Tuesday, 4 January 2011

Kali's New (Years) Project

My new years project; to create a full English vegan breakfast.

A full English is also known as a fry up, or as bacon and eggs, although I'll be leaving those ingredients out.  To be honest, when I hear full English, I don't think "bacon and eggs", although I gather I'm a bit weird in that.

Wikipedia lists several items it can include, many of which overlap - ie, potato cakes, hash browns, potato waffles, sautéed potatoes, chips, etc.  I'm not about to make all of them for one meal (and I'd be surprised if anyone were willing to eat that whole thing), so I basically need a short list.

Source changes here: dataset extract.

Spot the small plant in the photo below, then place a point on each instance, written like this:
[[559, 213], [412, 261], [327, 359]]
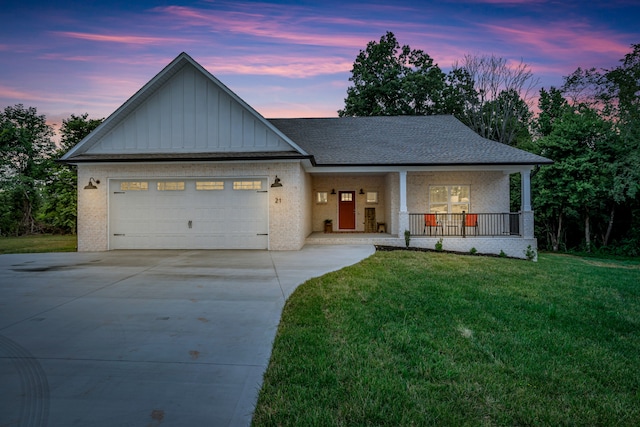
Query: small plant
[[530, 253]]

Lots of pubs and cafés will sell all day breakfasts, which are basically a full English.  These vary from place to place.  Off the top of my head (since adobe is being a whiny little bitch, and won't let me view the menus right now), O'Neills, which is an Irish pub, serves theirs with soda bread and potato bread, but no hash browns.  Wetherspoons includes a fried egg, bacon, sausage, baked beans, hash browns, a flat mushroom and half a grilled tomato, but no kinds of bread or toast.

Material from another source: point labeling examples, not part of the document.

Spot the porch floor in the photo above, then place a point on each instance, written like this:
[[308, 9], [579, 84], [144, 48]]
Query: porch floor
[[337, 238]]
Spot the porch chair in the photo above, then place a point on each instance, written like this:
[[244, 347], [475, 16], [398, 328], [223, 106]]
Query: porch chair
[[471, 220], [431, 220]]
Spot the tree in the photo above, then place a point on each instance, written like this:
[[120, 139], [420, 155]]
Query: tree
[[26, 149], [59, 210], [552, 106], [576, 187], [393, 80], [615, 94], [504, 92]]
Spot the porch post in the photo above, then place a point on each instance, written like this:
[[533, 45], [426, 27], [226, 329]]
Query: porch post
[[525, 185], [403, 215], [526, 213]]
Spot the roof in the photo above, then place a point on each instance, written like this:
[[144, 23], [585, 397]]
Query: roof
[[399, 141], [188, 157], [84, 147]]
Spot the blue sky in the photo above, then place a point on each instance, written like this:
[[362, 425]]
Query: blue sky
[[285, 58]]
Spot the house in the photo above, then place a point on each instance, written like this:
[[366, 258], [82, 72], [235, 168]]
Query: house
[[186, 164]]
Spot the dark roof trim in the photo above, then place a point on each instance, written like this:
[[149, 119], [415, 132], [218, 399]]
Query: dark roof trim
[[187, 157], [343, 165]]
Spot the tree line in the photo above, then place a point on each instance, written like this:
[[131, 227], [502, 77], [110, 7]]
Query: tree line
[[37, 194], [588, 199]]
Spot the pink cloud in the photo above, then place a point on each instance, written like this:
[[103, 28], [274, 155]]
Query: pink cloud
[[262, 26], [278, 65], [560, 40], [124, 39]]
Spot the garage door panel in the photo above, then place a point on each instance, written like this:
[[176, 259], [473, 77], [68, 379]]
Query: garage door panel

Personally, I don't think sweet ingredients - ie, scones, pancakes, or french toast - have a place in a full English.  When I travelled in the US, I remember noticing how much more sweet and savoury flavours seemed to be mixed.  For instance, our pancakes are more like European crepes, and are sweet, while our bread, as a rule, doesn't contain any kind of sweetener (my first US ham sandwich, back when I was an omni, was a very odd experience).  We wouldn't normally, for instance, eat ham with syrup, although, that said, I think we will sometimes glaze meat with honey.

I also don't think chips are breakfast, so I'll probably be going with hash browns.  I do love my hash browns.  I've never been a huge fan of fried eggs, but tofu scramble is always an option.  This bacon recipe looks interesting, I've already made baked beans, and these mushrooms look delicious (replace the crème fraiche and lemon juice with vegan sour cream, et voila).  I've also been planning on making Vegan Dad's sausages, and I love the look of Gizzi Erskine's sour dough bread griddle toast (see the mushroom recipe).  Since the baked beans include fresh tomatoes, it seems like overkill to include grilled tomatoes as well.

The baked beans I am snacking on while writing this.  Made with a fried onion, four whole tomatoes, garlic paste, tomato paste, brown sugar, vegetable stock, canellini beans and a pinch of thyme.  OMGSOGOOD.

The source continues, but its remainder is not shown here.